Il ya un moment où va se poser le problème du temps de cerveau disponible sérieux. Je sais bien qu’on est gavé de chômeurs et autres non salariés (je suis dans “autres” ^^), j’ai clairement pas le temps de “profiter” de tous ces divertissements. Et j’ai même pas de TV !

En plus quand on voit les prix des connexions augmenter sévère (SFR, Orange maintenant par exemple), si on ajoute à ça des options genre Netflix, Kiosk etc, ça finit par douiller et les sous tombent pas du ciel.

M’est avis que la croissance ne peut être que limitée. Après, j’ai peut-être loupé un truc…







+1

là est une bonne partie du problème, je suis abo Nxi et Arret sur Image, bah heureusement que Nxi n’est pas bloqué au taf sinon je n’aurais pas le temps de lire ces 2 médias…..



Hum… A lire la news, je n’ai pas compris qu’ils voulaient proposer des “échantillons” qui permettraient au visiteur de tester un “ligne éditoriale” avant de s’abonner à un magazine.

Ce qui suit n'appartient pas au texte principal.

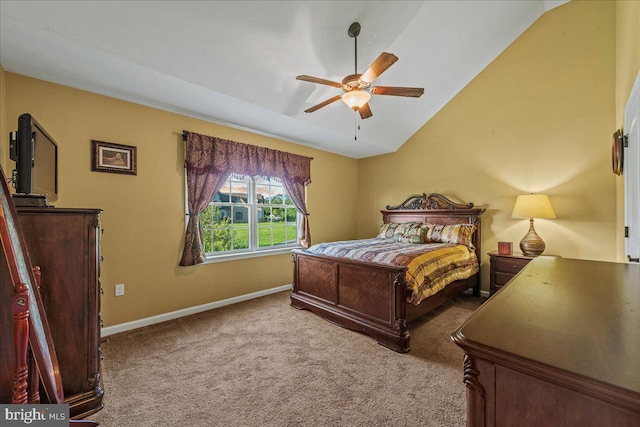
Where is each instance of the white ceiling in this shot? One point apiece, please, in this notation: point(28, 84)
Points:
point(236, 62)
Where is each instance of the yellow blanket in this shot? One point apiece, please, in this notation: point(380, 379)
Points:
point(430, 272)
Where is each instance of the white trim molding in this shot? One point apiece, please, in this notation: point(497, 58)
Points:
point(123, 327)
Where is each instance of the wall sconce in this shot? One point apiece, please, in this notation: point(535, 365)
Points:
point(532, 206)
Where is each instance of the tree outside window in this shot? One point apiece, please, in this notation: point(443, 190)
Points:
point(250, 214)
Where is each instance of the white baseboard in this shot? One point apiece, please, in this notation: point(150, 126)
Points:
point(123, 327)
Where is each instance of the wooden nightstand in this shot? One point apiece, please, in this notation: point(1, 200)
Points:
point(504, 267)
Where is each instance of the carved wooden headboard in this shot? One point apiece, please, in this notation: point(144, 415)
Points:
point(435, 208)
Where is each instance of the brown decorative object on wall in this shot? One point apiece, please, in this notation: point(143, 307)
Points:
point(616, 152)
point(114, 158)
point(505, 248)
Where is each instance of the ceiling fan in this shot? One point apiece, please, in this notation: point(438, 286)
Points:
point(357, 87)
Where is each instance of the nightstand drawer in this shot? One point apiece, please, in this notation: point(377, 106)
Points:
point(510, 265)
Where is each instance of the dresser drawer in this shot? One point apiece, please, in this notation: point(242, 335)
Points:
point(510, 265)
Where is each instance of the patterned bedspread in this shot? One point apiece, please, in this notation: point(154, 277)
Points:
point(430, 266)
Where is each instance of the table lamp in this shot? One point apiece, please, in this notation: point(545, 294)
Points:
point(532, 206)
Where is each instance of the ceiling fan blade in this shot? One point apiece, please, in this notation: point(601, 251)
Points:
point(365, 111)
point(323, 104)
point(415, 92)
point(318, 80)
point(379, 66)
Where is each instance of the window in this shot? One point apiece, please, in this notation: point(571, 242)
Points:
point(249, 215)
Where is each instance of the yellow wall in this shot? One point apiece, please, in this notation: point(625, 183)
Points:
point(537, 119)
point(144, 215)
point(4, 138)
point(627, 69)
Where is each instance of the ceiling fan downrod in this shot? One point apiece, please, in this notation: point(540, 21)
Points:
point(354, 31)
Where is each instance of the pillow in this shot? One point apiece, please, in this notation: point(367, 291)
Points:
point(387, 231)
point(408, 232)
point(458, 233)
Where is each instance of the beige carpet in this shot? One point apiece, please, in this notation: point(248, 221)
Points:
point(264, 363)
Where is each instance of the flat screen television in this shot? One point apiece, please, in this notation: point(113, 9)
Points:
point(36, 155)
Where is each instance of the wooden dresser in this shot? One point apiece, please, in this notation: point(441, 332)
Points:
point(560, 346)
point(65, 244)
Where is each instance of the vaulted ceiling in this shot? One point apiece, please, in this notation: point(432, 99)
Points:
point(236, 62)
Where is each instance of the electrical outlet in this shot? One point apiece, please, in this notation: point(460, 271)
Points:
point(120, 289)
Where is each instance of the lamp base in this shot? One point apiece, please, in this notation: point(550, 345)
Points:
point(532, 244)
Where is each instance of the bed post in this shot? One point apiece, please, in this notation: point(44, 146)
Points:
point(400, 316)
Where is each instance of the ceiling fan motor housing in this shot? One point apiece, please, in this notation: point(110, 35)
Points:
point(353, 82)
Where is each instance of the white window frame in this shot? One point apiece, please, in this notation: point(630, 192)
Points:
point(254, 250)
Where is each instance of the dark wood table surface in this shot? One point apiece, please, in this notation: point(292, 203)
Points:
point(575, 315)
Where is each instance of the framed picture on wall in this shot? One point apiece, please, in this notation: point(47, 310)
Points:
point(114, 158)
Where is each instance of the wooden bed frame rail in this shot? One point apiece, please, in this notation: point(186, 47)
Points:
point(372, 298)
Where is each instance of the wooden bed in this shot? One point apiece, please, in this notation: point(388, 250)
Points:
point(372, 298)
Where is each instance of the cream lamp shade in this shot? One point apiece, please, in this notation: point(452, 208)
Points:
point(355, 99)
point(533, 206)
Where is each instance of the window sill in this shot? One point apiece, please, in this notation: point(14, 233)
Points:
point(256, 254)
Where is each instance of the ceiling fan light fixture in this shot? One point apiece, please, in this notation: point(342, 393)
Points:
point(355, 99)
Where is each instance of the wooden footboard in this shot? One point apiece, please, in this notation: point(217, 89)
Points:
point(363, 297)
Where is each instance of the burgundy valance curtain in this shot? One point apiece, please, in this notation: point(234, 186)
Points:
point(209, 161)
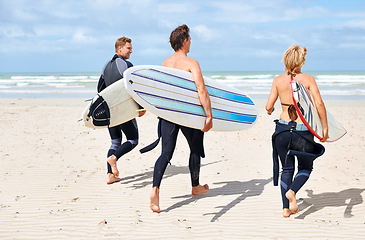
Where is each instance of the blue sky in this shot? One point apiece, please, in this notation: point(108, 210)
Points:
point(230, 35)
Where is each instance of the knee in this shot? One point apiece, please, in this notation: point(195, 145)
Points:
point(288, 170)
point(115, 143)
point(133, 142)
point(167, 155)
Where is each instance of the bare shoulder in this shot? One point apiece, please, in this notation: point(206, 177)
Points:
point(167, 61)
point(279, 78)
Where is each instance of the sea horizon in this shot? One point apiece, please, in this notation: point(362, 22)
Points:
point(256, 84)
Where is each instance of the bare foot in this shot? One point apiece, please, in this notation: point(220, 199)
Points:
point(293, 206)
point(112, 160)
point(112, 179)
point(155, 200)
point(200, 189)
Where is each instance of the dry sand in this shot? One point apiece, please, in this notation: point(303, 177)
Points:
point(52, 173)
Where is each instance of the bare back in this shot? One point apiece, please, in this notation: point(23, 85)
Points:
point(179, 61)
point(281, 89)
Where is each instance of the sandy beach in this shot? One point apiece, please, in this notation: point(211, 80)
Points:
point(53, 172)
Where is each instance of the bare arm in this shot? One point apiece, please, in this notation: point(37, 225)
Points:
point(320, 107)
point(202, 94)
point(272, 98)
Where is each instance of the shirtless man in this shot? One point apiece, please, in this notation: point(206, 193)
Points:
point(180, 41)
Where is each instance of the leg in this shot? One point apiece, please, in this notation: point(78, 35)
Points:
point(169, 133)
point(195, 141)
point(116, 139)
point(287, 163)
point(305, 167)
point(130, 129)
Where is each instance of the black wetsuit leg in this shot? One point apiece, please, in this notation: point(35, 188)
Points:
point(169, 133)
point(288, 162)
point(195, 141)
point(130, 130)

J’ai plutôt dans l’idée qu’ils veulent la fin du format magazine et la production d’articles à l’unité. De même que les plateformes de musiques ne s’intéressent pas vraiment au format album et préfèrent la vente de morceaux à l’unité.

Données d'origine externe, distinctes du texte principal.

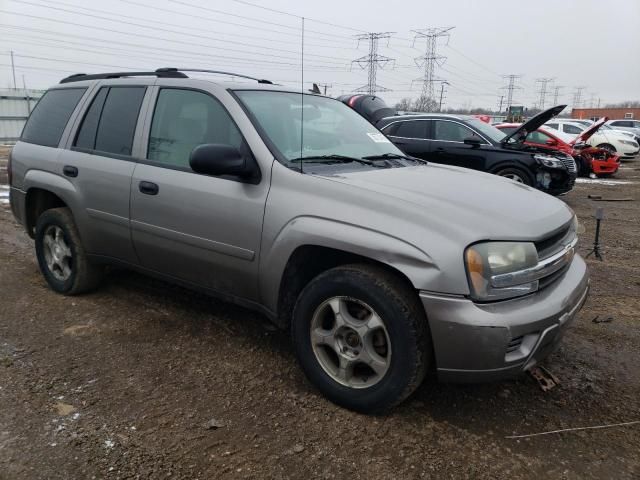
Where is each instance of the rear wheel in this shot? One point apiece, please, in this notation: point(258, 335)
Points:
point(516, 174)
point(61, 256)
point(361, 337)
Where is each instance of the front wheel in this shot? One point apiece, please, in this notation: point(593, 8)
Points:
point(361, 337)
point(516, 174)
point(61, 255)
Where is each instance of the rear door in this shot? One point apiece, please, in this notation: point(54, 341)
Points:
point(100, 164)
point(448, 145)
point(201, 229)
point(410, 136)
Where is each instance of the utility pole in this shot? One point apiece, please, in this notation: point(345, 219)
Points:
point(372, 61)
point(556, 93)
point(543, 91)
point(444, 82)
point(13, 69)
point(430, 60)
point(510, 87)
point(577, 96)
point(325, 86)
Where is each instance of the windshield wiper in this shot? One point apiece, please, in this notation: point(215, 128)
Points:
point(387, 156)
point(333, 158)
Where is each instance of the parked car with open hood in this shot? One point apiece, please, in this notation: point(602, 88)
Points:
point(588, 159)
point(616, 142)
point(382, 266)
point(467, 141)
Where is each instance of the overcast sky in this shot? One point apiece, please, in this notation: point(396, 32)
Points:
point(587, 43)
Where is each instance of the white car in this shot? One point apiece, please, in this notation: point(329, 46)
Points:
point(616, 142)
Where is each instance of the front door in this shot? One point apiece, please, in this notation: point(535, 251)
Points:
point(448, 145)
point(201, 229)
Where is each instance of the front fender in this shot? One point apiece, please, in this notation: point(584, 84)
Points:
point(413, 262)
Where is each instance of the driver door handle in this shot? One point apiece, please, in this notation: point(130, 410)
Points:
point(148, 188)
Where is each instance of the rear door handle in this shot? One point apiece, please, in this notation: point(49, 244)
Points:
point(70, 171)
point(148, 188)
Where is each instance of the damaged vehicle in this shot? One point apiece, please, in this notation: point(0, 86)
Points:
point(466, 141)
point(382, 267)
point(589, 160)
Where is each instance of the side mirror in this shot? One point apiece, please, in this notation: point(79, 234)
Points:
point(473, 141)
point(219, 159)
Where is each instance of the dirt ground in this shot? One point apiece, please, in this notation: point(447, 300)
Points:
point(145, 380)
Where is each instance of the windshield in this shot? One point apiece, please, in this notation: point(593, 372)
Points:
point(489, 131)
point(329, 126)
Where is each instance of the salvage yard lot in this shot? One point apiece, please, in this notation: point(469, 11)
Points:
point(144, 379)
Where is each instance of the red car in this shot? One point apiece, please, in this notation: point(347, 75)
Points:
point(588, 159)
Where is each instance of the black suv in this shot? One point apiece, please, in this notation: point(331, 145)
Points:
point(466, 141)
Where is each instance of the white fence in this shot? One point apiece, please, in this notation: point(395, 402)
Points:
point(15, 107)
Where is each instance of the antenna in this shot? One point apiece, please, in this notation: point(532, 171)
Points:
point(302, 98)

Pour autant l’album reste un format plus que courant ;) Après je suis d’accord sur le fond de ce qui doit être produit et comme il doit l’être. Pour autant, je pense que ceux qui estiment que l’avenir est dans le fait de continuer à imposer la vente d’un journal complet plutôt qu’une portion à celui qui veut découvrir à travers un article, à l’heure du numérique… n’ont rien compris à l’usage et à la technologie (qui sont les deux éléments contre lesquels il ne faut jamais chercher à lutter, mais plutôt qu’il faut chercher à accompagner).